A través de Adolfo Burriel me llega la noticia de este artículo que escribió Juan Marqués para el número 16 de la Revista Campo de Agramante, que edita la Fundación Caballero Bonald, en el que, con motivo de una reseña del último libro de Rosendo Tello, El regreso a la fuente, hacía un repaso de los libros de poesía aragonesa más destacados entre los publicados en 2011, y en el que tenía un amable recuerdo para mi doble debut.

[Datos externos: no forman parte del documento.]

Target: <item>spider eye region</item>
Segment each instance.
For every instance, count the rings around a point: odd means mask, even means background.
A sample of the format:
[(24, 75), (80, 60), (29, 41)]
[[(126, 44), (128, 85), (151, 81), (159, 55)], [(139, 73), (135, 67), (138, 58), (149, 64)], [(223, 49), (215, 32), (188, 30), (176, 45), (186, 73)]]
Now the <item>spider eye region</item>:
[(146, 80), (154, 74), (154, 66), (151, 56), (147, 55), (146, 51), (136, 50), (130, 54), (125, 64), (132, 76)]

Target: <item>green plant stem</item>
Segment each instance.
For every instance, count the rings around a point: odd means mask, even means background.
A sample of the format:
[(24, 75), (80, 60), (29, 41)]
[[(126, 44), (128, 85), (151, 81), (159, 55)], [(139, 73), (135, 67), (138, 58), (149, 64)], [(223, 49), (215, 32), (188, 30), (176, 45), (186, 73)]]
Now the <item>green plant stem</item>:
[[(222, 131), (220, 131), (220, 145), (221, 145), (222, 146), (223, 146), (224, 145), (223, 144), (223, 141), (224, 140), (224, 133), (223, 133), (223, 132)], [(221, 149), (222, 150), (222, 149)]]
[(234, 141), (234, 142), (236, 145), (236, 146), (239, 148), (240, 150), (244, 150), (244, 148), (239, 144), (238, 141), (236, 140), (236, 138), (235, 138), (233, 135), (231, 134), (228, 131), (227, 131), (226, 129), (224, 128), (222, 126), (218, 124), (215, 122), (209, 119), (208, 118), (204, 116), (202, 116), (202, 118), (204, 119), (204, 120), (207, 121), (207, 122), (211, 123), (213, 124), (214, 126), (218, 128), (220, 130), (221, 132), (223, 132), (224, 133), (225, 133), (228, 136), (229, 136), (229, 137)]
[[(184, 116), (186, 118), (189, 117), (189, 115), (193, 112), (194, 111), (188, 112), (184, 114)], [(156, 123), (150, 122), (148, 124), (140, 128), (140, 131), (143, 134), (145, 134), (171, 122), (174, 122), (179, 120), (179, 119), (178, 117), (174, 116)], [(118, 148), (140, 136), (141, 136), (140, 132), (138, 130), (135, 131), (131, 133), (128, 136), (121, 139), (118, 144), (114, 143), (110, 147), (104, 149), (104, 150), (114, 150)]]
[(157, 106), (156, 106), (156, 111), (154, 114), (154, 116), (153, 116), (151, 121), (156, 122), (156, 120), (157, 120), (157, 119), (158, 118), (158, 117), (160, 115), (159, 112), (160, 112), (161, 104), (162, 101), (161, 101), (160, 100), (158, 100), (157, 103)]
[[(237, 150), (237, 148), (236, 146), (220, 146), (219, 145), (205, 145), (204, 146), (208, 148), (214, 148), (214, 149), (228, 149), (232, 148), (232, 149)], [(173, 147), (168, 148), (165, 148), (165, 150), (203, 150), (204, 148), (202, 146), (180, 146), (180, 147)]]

La revista es casi inencontrable, pero el propio Juan me ha pasado el artículo, agradeciéndome que le dé difusión en este blog, pues ni siquiera él ha recibido un ejemplar de la revista. Que sabemos que existe porque Adolfo la ha visto.
Gracias a los dos!
Rosendo Tello
El regreso a la fuente
Prames, Zaragoza, 2011
No sé si se trata de una buena o de
una mala noticia, pero no puede haber duda de que, puestos a repasar los libros
que han ofrecido los poetas aragoneses durante 2011, los autores más veteranos
han dado una lección de profundidad y sabiduría a los más jóvenes. La cosecha
local del año pasado ha destacado principalmente por la aparición de sendos
libros de plenitud de Rosendo Tello (El
regreso a la fuente) y de Ángel Guinda (Espectral,
en Olifante), a los que habría que añadir la recopilación de toda la poesía del
añorado José Antonio Labordeta (Setenta y
cinco veces uno. Poesía reunida. 1945-2010, en dos imponentes volúmenes de
la editorial Eclipsados) y la recuperación del mítico libro de 1960 Al oeste del lago Kivú, los gorilas se
suicidaban en manadas numerosísimas, de Julio Antonio Gómez (en Los libros
del Señor James). A la espera de que en este 2012 lleguen otros esperados
libros de versos de Fernando Sanmartín (Las
lágrimas de los boxeadores, en Isla de Siltolá), David Mayor (37 poemas, en Pre-Textos), Manuel Vilas
(Gran V, en Visor) o Jesús Jiménez
Domínguez (Frecuencias, en DVD), 2011
trajo también el mejor libro hasta hoy de Gabriel Sopeña (Máquina fósil, Olifante), dos nuevas entregas de la poesía fácil de
Ángel Petisme (Poemails, en Amargord,
y La noche 351, en Hiperión), los
experimentos de Miguel Serrano Larraz (Insultus
morbi primus, en Lola Editorial), el paso adelante de Olga Bernad (Nostalgia armada, en Isla de Siltolá) y
Carmen Ruiz Fleta (Polaroid, en
Olifante), los poemas narrativos que Chusé Raúl Usón y Julio José Ordovás han
incluido, respectivamente, en Escombros
(Xordica) y Una pequeña historia de amor
(Isla de Siltolá), los nuevos libros de dos “hijos adoptivos” de Zaragoza como
el gallego Antón Castro (con El paseo en
bicicleta, en Olifante) y el leonés José Luis Rodríguez García (con Vidrio y alambre, en Eclipsados), o el
debut de Ramiro Gairín Muñoz (con el errático Pintar de azul los días laborables, en Islavaria, y el delicado y
sobresaliente Que caiga el favorito,
en Prensas Universitarias de Zaragoza) y de Vicente Simón (con el curioso y
torrencial El guapo, en Vitruvio).
Pero,
como comenzaba diciendo, nada comparable a ese Espectral que publicó Ángel Guinda, un poeta tenaz e irregular que
en este caso nos ofrece un poema verdaderamente magnífico y estremecedor, ni a El regreso a la fuente, con el que
Rosendo Tello (Letux –Zaragoza–, 1931) ha regresado felizmente a las librerías
después de algunos años de silencio, añadiendo un nuevo título al volumen en el
que en 2005 (año en el que le fue concedido el Premio de las Letras Aragonesas)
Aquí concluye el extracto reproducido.